Managing clearance and avoiding obstructions leads to unhindered installations
Most of the people like surprises. Well… the nice surprises! But unexpected fees on an ongoing project is a bad surprise! Sometimes, big bills are the result of little details. When it comes to lifting equipment installations, a railway obstruction can lead to that kind of bad news. Let’s see how.
According to the CSA B167-16 standard, section 5.1.10, there should be “a minimum of 50 mm horizontal clearance and 75 mm overhead clearance from obstructions” when installing an overhead crane. While reading that requirement sounds logical, establishing a clearance standard on both side and top of a moving crane is the prudent course. But sometimes, a simple object installed on the wall or the ceiling, such as sprinklers or lighting, can cause an obstruction. Of course, your lifting solution specialist will consider that crucial factor.
Along comes the obstacle
But the bad surprise shows up! While installing your new overhead crane, your lifting specialist informs you that a modification is necessary. The curved rail part of a new garage door is blocking the overhead crane’s travel. Therefore, supplementary fees will be applied. That’s an unpleasant surprise, isn’t it? Shouldn’t the overhead crane supplier have known of that future installation based on the architect layout?
Figure 1 – a garage door blocks the lateral travel of the overhead crane.
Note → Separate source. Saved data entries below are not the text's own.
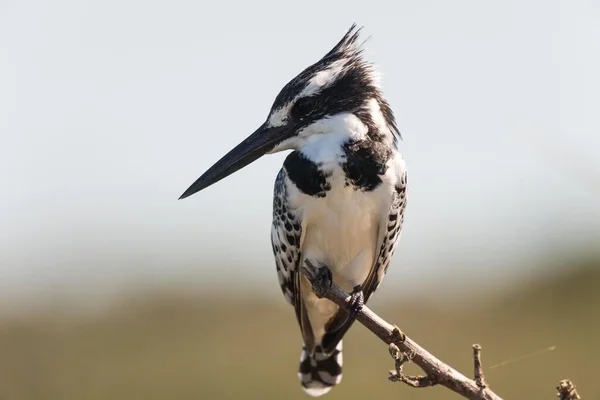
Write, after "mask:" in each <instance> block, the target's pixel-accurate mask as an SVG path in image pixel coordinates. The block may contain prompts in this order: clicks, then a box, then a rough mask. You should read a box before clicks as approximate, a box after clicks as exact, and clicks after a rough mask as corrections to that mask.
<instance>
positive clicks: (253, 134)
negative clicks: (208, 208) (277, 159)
mask: <svg viewBox="0 0 600 400" xmlns="http://www.w3.org/2000/svg"><path fill="white" fill-rule="evenodd" d="M286 131H288V132H289V130H288V128H287V127H285V126H282V127H276V128H269V127H267V126H266V123H265V124H262V125H261V126H260V128H258V129H257V130H256V132H254V133H253V134H252V135H250V136H248V138H246V140H244V141H243V142H242V143H240V144H238V145H237V146H235V148H234V149H233V150H231V151H230V152H229V153H227V154H226V155H225V156H224V157H223V158H221V159H220V160H219V161H217V163H216V164H215V165H213V166H212V167H210V168H209V169H208V171H206V172H205V173H204V174H203V175H202V176H201V177H200V178H198V179H197V180H196V182H194V183H193V184H192V186H190V187H189V188H188V189H187V190H186V191H185V192H184V193H183V194H182V195H181V197H180V198H179V199H180V200H181V199H185V198H186V197H188V196H191V195H193V194H194V193H197V192H199V191H201V190H202V189H205V188H207V187H209V186H210V185H212V184H213V183H216V182H218V181H220V180H221V179H223V178H225V177H227V176H229V175H231V174H233V173H234V172H236V171H238V170H240V169H242V168H244V167H245V166H246V165H248V164H250V163H252V162H253V161H256V160H257V159H259V158H260V157H262V156H263V155H265V154H266V153H267V152H268V151H270V150H271V149H273V147H274V146H275V145H276V144H277V143H278V142H280V141H282V140H284V139H285V138H286V137H287V135H286Z"/></svg>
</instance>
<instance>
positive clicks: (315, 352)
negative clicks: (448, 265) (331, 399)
mask: <svg viewBox="0 0 600 400" xmlns="http://www.w3.org/2000/svg"><path fill="white" fill-rule="evenodd" d="M362 30H363V28H362V27H360V28H359V27H357V24H356V23H354V24H352V26H351V27H350V29H348V30H347V31H346V33H345V35H344V36H343V37H342V39H341V40H339V42H337V44H336V45H335V46H334V47H333V48H332V49H331V50H330V51H329V52H328V53H326V54H325V56H323V57H322V58H321V59H319V60H318V61H316V62H315V63H314V64H312V65H310V66H308V67H307V68H306V69H304V70H303V71H302V72H300V73H299V74H298V75H297V76H296V77H294V78H293V79H292V80H290V81H289V82H288V83H287V84H286V85H285V86H284V87H283V88H282V89H281V91H280V92H279V94H278V95H277V96H276V97H275V100H274V102H273V104H272V106H271V109H270V112H269V114H268V117H267V119H266V121H265V122H264V123H263V124H262V125H261V126H260V127H259V128H258V129H257V130H256V131H255V132H254V133H252V134H251V135H250V136H248V137H247V138H246V139H245V140H243V141H242V142H241V143H239V144H238V145H237V146H236V147H235V148H234V149H232V150H231V151H230V152H228V153H227V154H226V155H225V156H223V157H222V158H221V159H220V160H218V161H217V162H216V163H215V164H214V165H213V166H212V167H210V168H209V169H208V170H207V171H206V172H205V173H204V174H203V175H202V176H201V177H200V178H198V179H197V180H196V181H195V182H194V183H193V184H192V185H191V186H190V187H189V188H188V189H187V190H186V191H185V192H184V193H183V194H182V195H181V197H180V199H183V198H186V197H188V196H191V195H192V194H194V193H197V192H199V191H201V190H203V189H205V188H207V187H209V186H210V185H213V184H214V183H216V182H218V181H220V180H221V179H223V178H225V177H227V176H229V175H231V174H233V173H235V172H236V171H238V170H240V169H241V168H244V167H245V166H247V165H249V164H250V163H252V162H254V161H255V160H257V159H259V158H260V157H262V156H264V155H266V154H273V153H278V152H281V151H291V152H289V154H288V155H287V157H286V158H285V161H284V162H283V166H282V168H281V169H280V170H279V173H278V174H277V177H276V179H275V185H274V191H273V193H274V197H273V220H272V226H271V244H272V250H273V255H274V258H275V265H276V270H277V275H278V280H279V285H280V287H281V290H282V292H283V295H284V297H285V299H286V300H287V302H288V303H290V304H291V305H292V306H293V307H294V310H295V314H296V319H297V322H298V325H299V328H300V331H301V334H302V339H303V345H302V350H301V355H300V366H299V369H298V377H299V379H300V383H301V385H302V388H303V389H304V391H305V392H306V393H307V394H308V395H310V396H313V397H317V396H321V395H324V394H326V393H328V392H329V391H330V390H331V389H332V388H333V387H334V386H335V385H337V384H339V383H340V382H341V380H342V338H343V336H344V334H345V333H346V332H347V331H348V329H349V328H350V327H351V326H352V324H353V322H354V321H355V319H356V317H357V315H358V313H359V312H360V310H361V309H362V307H363V306H364V304H365V303H366V302H367V301H368V300H369V298H370V297H371V296H372V295H373V293H374V292H375V291H376V289H377V288H378V287H379V285H380V284H381V282H382V280H383V279H384V276H385V274H386V272H387V270H388V267H389V264H390V260H391V258H392V255H393V254H394V252H395V249H396V246H397V244H398V241H399V240H398V239H399V237H400V233H401V230H402V225H403V221H404V211H405V208H406V192H407V172H406V165H405V161H404V158H403V156H402V154H401V153H400V150H399V145H400V141H401V140H402V136H401V134H400V131H399V129H398V126H397V123H396V119H395V115H394V112H393V111H392V109H391V106H390V104H389V103H388V101H387V100H386V99H385V97H384V96H383V92H382V89H381V84H380V76H379V74H378V72H377V70H376V68H375V65H374V64H373V63H372V62H369V61H368V60H367V59H366V57H365V55H364V50H365V46H364V42H362V43H359V39H360V37H361V31H362ZM302 267H305V268H308V270H311V271H313V273H314V274H313V278H314V279H309V278H308V277H306V276H305V275H303V274H301V268H302ZM333 283H335V284H336V285H339V286H340V287H341V288H342V289H344V290H345V291H346V292H348V294H349V296H350V303H351V307H350V310H349V311H346V310H344V309H342V308H339V307H338V306H337V305H335V304H334V303H333V302H331V301H330V300H328V299H326V298H324V297H323V292H324V290H327V288H328V287H330V286H331V285H332V284H333Z"/></svg>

In fact, not necessarily. We would normally assume that those accessories soon to be installed would be visible on the initial layout. But often though, it is not the case. The reason is that some of those devices or equipment are installed in a secondary phase of the project. So, when comes the date the overhead crane must be installed, the lifting company is facing a situation that they couldn’t have anticipated. They now must improvise a solution to be able to finish the installation, or even postpone it. But in both cases, an extra cost is more than likely. So how to avoid that kind of inconvenience?
Best practices to the rescue
Unfortunately, there is no ready-made solution, except being aware of that issue. So, by including this particular aspect of prevention in the management of a project, an owner would take a wise decision. Best practices would involve good communication between the stakeholders to reduce risks of cost-raising events. For example, a good idea would be to share a copy of the overhead crane layout to all the stakeholders, so they can consult it easily and be aware of what space the overhead crane really needs.
Here’s some accessories more likely to conflict with the travel of an overhead crane unexpectedly (non exhaustive):
Garage door rails
Standard or radiant heating units1
The unhindered installation
As we all know, there will always be unexpected situations that would disrupt even a well-prepared project. That is why the Premium Industrial Group, leader in lifting solution, can help you to reach the goal: a successful and unhindered installation!
Figure 2 – Just a bad decision… need we say more?!
1A radiant heating system often involves more than just a clearance to avoid obstruction. Since overhead crane components can be damaged by heat, additional accessories would be necessary, at additional cost too.